Did you all release them in the crisco pond! Good job!


----------



## Slapwater (Oct 23, 2010)

SNDFLEE said:


> Did you all release them in the crisco pond! Good job!


No keepers for me, but plenty o fun. It was nice to see all my fellow yakers out there holdin it down.


----------



## O Shin Rin (Aug 31, 2009)

Hey Paul so thats who you went and helped OK 
How you doing Hood sorry didn't intro myself that day , I was on the blue barge when you guys pulled up and went to the cove.
You did better then me that day , thinking of trying it at night 


jerry


----------



## D_Hood87 (Apr 15, 2009)

yeah sent him on a short swim in the crisco pond and let me tell you my wife knows how to cook up some trout(finger lickin)

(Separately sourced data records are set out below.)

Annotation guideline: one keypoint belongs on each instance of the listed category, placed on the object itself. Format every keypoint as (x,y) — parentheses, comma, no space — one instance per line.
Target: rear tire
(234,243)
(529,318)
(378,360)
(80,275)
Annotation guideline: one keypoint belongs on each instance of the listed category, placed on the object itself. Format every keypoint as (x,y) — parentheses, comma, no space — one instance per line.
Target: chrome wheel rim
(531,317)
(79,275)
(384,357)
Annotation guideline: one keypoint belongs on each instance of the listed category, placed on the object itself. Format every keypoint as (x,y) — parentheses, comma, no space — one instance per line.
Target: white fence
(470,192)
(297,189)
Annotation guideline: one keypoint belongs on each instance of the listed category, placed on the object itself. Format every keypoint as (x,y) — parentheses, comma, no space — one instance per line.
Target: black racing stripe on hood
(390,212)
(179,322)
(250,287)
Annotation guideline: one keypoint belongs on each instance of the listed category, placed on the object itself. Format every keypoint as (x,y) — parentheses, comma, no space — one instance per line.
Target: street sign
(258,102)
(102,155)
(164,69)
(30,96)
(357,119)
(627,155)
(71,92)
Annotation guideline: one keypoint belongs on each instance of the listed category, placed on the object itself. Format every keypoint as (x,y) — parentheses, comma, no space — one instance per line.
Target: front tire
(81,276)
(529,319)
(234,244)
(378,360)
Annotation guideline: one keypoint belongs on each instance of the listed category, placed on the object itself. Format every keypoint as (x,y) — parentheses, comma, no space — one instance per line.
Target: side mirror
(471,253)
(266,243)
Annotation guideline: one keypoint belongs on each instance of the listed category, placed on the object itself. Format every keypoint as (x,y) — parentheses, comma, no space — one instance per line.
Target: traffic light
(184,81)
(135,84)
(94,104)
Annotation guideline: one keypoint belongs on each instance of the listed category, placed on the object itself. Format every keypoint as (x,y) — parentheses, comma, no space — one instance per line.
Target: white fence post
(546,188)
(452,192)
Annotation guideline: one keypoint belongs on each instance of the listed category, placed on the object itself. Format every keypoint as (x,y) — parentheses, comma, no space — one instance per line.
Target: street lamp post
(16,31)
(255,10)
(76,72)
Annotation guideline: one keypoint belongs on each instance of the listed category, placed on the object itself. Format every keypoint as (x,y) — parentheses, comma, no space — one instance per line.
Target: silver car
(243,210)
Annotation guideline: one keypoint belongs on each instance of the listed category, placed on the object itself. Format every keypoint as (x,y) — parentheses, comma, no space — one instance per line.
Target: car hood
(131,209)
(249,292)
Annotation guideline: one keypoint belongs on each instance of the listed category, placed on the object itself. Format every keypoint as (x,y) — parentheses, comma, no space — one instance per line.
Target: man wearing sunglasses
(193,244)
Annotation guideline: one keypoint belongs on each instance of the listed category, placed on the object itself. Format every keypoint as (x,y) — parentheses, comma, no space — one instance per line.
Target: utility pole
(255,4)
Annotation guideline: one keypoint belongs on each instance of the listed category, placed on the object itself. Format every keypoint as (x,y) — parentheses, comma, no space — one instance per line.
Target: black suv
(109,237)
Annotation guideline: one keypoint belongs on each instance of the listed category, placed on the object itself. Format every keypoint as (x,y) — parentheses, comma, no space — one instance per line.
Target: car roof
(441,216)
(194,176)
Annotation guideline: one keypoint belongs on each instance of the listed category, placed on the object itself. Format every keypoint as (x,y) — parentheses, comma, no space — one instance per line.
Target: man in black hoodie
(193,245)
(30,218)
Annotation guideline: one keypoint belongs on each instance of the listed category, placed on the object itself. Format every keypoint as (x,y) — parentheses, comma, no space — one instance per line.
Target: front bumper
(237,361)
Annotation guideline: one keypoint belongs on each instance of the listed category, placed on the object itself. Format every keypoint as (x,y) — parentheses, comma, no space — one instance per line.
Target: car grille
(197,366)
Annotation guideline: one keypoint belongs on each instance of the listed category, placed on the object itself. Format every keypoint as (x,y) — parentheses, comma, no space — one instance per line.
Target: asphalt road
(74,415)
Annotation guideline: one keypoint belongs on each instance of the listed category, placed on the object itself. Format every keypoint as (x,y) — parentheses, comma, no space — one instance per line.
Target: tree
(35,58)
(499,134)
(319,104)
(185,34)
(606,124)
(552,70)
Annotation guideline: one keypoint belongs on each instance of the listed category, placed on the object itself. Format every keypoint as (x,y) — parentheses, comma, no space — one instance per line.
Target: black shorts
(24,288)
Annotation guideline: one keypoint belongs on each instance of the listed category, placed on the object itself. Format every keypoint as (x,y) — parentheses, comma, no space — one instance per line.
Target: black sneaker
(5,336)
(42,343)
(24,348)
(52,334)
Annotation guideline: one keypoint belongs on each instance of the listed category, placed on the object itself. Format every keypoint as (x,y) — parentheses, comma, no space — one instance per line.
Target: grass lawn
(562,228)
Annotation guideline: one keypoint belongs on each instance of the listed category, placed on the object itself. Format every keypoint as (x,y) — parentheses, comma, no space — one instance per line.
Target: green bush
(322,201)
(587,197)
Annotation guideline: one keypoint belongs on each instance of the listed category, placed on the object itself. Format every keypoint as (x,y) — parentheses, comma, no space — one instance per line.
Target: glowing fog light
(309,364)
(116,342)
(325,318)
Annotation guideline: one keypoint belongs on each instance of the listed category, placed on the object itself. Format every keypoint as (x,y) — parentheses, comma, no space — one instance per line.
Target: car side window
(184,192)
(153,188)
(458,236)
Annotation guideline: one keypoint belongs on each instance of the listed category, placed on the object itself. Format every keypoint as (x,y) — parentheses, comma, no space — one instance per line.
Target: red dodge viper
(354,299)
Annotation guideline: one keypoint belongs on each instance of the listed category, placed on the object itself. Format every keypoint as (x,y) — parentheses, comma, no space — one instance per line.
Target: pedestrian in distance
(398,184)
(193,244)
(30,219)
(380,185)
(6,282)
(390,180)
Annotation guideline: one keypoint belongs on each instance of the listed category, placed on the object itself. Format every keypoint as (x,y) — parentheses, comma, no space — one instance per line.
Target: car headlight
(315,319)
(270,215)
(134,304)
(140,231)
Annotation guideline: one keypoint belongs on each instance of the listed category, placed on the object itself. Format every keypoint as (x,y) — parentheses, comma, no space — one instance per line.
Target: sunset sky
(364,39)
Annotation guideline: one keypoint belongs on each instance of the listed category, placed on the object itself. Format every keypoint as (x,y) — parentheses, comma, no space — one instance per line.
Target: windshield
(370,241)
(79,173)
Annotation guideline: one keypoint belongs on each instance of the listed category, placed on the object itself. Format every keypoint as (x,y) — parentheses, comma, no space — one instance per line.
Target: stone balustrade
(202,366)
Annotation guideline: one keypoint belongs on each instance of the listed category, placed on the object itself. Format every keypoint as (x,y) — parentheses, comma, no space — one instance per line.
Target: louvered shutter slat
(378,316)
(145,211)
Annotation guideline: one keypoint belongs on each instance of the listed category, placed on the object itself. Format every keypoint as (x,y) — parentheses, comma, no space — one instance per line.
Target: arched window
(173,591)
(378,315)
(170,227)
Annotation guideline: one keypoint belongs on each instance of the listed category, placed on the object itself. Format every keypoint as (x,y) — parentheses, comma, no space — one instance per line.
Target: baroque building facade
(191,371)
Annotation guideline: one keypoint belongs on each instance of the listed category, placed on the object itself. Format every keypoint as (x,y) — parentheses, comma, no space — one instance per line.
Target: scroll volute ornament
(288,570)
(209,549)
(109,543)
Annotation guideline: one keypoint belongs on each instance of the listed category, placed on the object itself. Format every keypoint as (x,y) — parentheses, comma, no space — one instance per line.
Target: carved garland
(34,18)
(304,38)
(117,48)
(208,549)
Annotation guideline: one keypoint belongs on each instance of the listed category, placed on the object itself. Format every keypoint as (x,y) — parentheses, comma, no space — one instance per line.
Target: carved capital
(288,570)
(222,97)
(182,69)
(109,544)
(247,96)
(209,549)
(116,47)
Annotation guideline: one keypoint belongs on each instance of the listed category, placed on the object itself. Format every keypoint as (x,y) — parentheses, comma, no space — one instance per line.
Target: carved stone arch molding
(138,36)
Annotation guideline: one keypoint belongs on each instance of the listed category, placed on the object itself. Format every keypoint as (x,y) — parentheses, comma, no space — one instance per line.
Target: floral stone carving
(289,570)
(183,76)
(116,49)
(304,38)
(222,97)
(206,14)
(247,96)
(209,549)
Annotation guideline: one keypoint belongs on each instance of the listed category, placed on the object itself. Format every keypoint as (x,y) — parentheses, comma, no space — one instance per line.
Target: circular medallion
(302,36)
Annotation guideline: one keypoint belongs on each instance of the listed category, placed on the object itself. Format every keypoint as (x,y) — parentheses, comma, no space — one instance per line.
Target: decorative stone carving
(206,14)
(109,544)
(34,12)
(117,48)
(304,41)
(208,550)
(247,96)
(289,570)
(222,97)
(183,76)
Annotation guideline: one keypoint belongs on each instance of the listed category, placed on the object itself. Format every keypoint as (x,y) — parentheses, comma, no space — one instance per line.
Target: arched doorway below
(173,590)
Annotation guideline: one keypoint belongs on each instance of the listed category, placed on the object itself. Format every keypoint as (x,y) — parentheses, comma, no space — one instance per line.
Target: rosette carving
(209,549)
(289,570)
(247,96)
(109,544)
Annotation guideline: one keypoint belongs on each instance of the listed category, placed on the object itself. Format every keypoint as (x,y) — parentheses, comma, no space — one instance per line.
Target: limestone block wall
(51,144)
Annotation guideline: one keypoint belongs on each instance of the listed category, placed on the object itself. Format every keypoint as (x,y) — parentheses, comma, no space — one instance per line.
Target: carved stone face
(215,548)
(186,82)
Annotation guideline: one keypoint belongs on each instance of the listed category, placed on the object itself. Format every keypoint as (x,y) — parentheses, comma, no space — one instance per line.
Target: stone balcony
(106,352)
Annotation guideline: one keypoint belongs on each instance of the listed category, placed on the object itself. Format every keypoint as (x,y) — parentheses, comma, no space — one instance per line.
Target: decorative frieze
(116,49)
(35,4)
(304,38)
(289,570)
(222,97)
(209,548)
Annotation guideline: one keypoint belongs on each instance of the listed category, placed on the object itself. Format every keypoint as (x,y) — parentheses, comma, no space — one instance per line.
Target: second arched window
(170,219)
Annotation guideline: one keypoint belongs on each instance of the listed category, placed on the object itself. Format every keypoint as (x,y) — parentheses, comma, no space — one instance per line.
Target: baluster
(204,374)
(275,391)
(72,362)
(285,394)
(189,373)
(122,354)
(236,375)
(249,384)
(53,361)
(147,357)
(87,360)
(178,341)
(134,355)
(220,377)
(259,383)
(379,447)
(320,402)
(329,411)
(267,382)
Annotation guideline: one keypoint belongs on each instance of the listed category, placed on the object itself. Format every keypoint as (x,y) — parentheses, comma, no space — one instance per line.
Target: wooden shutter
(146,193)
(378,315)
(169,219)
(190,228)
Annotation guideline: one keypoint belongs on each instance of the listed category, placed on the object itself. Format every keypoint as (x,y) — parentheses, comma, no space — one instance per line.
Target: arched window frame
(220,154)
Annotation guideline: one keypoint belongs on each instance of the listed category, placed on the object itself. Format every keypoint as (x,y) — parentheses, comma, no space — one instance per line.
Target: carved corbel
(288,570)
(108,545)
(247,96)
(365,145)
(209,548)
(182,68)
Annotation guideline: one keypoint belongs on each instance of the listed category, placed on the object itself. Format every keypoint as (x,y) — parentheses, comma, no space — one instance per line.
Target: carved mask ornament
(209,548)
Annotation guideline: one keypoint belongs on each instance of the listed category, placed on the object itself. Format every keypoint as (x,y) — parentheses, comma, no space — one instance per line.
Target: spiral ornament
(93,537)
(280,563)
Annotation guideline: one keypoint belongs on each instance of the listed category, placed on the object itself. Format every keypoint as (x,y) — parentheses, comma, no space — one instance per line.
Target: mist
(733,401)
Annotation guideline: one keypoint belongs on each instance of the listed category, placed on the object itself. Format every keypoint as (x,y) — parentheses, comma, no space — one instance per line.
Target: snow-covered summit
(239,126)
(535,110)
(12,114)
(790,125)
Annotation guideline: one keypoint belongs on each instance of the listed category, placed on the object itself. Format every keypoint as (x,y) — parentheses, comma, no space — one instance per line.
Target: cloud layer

went back out there last night for about 2hr after work and it didnt take long for me to find the keepers. i caught 5 ranging from 19-22.5 all in the light line of the bridge on the ditch side, and i lost a monster at the boat that would have went every bit of 7-8lbs

on a bad note i busted my foot trying to load my yak on my truck and spent most of the night in Chesapeake General where they told me i tore some tendons and will be out of work for about 2 weeks. but the up side is i can spend most of that time on my bass boat in the hot ditch:beer::beer:

Rin
its all good man im sure we will meet many times in the future, i look forward to fishing with you 

to all happy new year and tight lines
D_Hood


----------



## cducer (May 7, 2010)

SNDFLEE said:


> Did you all release them in the crisco pond! Good job!


LMAO at the crisco pond. Having never been to the ditch I was actually thinking it was a local name for a place there !!! 

Didn't take the whole load of bricks to fall on my head before I figured it out!!!!


----------